Absolute Pitch

Baji J. Ram Rao
15:00 +0530 Mon. 16-Feb-2015

People born with absolute pitch (AP) can, without either reflection or comparison with an external standard, identify the pitch of any note, right away.
They can do this not only with any note they hear, but with any note they imagine or hear in their heads.

For most of us, such an ability to recognize an exact pitch seems super-humanly astonishing.
It is almost like another sense we can never hope to possess, such as infrared or X-ray vision; but for those who are born with AP, it seems perfectly normal.

Most people with AP can identify over 70 keys in the middle of the auditory range. (A piano has 88 keys).
For them, each and every of these 70 tones -- every key seems qualitatively different, each possessing its own “flavor” or “feel,” its own character.

While extremely rare in the general population AP is relatively common among professional musicians, and to a limited extent may serve as a marker for musicality.
Those who have AP often compare it to color—they “hear” G-sharpness as instantly and automatically as we “see” blue. (Indeed, the word “chroma” is sometimes used in musical theory.)

Researchers estimate the occurrence of AP to be 1 in 10,000 people [0.01%].

Back in late 1994, my piano teacher, Mr. Benny D’Silva never failed to astound me with his sense of AP.
Sometimes he would be teaching children in an inner room, science or mathematics, and whenever I struck a wrong key on the piano, he would hear it, identify it, come running to the outer room, where I was playing on his upright piano, and say, “ ‘D’, Ram Rao! You played a ‘D♯’ !”

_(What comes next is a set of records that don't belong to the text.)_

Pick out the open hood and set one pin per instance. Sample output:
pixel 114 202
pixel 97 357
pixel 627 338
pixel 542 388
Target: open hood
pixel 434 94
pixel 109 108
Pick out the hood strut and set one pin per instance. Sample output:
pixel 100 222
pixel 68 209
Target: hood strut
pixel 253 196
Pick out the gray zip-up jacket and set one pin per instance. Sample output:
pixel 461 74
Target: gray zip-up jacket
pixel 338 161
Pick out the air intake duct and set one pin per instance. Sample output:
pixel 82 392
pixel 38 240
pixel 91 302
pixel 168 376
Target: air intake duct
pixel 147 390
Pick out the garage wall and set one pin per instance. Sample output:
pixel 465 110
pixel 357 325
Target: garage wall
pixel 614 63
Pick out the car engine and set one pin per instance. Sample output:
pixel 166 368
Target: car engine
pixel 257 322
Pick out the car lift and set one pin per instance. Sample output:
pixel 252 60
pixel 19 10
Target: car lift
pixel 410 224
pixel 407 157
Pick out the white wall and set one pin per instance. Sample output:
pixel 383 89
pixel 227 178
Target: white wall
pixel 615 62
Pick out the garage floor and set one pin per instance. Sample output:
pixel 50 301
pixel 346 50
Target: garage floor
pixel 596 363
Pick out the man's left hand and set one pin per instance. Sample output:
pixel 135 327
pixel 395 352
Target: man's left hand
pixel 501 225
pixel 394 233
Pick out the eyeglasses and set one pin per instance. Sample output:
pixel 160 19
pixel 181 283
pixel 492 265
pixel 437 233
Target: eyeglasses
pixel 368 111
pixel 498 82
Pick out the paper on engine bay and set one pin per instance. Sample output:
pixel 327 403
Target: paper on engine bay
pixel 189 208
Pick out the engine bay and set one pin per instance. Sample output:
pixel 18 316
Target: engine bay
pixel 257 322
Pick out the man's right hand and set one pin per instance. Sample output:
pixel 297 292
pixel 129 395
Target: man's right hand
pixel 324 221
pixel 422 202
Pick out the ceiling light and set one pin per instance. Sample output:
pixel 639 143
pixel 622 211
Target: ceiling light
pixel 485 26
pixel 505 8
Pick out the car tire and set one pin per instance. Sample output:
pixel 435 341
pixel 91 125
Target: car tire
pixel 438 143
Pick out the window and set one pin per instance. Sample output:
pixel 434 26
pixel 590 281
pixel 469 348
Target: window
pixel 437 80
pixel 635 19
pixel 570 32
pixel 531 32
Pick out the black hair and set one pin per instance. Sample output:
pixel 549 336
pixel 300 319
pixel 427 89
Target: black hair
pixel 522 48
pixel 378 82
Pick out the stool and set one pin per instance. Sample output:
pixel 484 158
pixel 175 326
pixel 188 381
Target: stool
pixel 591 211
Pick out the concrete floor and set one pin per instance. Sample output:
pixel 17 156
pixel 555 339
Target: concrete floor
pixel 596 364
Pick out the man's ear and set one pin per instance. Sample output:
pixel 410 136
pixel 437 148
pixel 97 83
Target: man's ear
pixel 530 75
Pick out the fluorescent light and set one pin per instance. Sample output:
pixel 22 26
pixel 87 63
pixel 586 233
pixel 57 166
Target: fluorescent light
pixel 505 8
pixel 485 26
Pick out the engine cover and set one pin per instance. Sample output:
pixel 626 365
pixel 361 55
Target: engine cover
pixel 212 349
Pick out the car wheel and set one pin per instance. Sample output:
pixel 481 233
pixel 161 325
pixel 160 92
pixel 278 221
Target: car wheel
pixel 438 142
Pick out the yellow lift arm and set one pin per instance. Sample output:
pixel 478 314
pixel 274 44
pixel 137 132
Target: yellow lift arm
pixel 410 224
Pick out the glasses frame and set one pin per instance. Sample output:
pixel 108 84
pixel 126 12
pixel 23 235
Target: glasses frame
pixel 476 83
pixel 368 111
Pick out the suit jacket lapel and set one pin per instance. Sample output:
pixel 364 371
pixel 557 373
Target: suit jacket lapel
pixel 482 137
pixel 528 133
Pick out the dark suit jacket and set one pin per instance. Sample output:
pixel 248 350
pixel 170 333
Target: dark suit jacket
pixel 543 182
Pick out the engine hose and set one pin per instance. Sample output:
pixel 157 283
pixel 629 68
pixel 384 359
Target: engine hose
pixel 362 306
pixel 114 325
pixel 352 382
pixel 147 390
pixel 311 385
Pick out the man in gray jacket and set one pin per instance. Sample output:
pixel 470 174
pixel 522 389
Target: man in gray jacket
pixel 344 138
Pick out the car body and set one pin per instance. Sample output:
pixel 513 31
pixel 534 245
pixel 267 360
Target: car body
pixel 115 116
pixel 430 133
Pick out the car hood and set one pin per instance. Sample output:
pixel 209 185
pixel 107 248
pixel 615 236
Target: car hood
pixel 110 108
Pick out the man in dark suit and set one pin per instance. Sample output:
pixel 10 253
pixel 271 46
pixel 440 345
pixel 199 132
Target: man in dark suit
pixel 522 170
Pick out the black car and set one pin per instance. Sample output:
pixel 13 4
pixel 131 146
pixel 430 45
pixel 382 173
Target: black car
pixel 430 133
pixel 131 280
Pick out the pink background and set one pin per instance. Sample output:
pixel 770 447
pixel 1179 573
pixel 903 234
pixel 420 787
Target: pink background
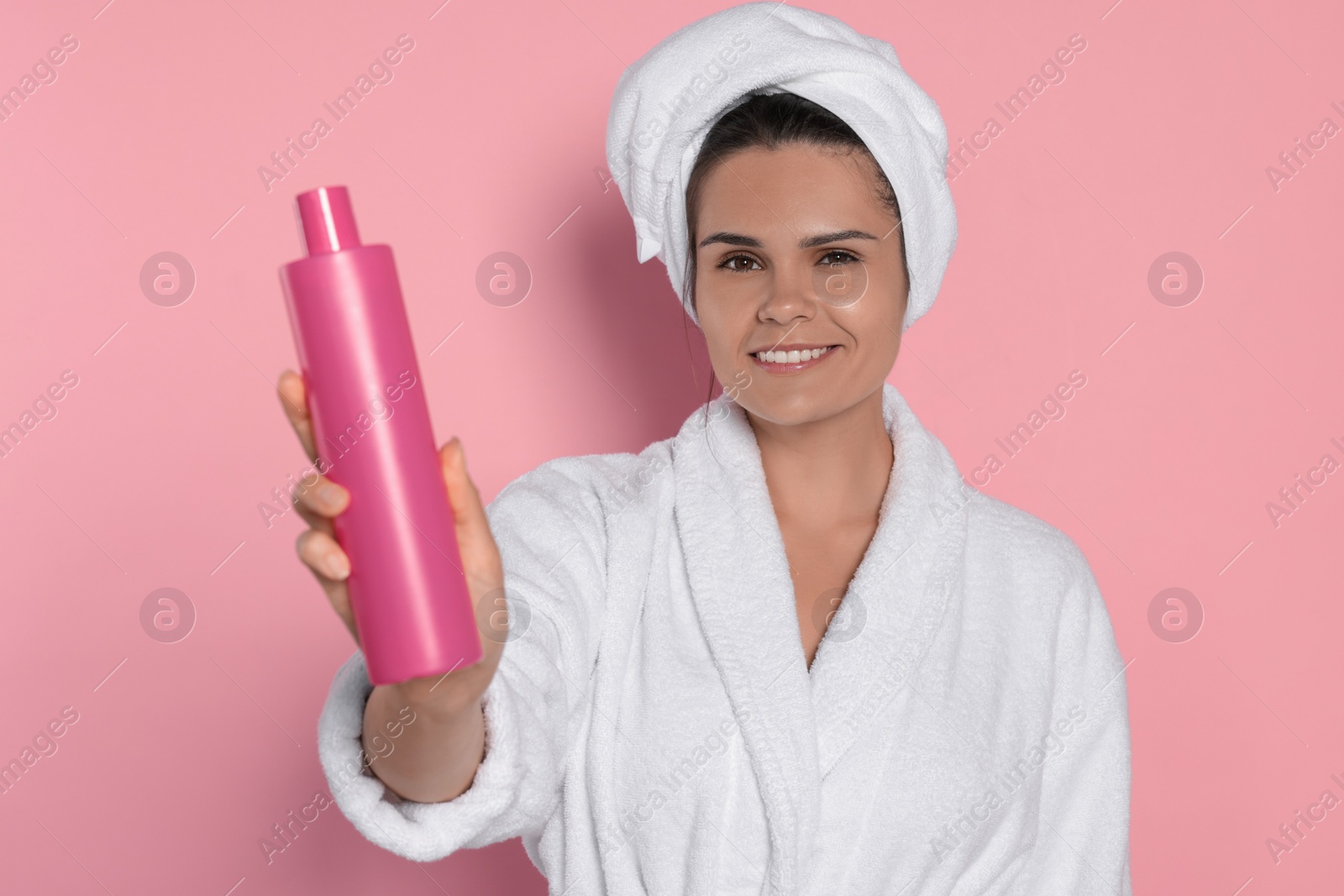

Sir Frederick Ouseley, former prof. of music at Oxford, had a remarkable sense of AP, all his life.
At the age of 5, he was able to remark, “Only think, Papa blows his nose in G”.
He would say that it thundered in G or that the wind was whistling in D, or that the clock (with a two-note chime) struck in B minor.
When the assertion was tested it would invariably be found correct !!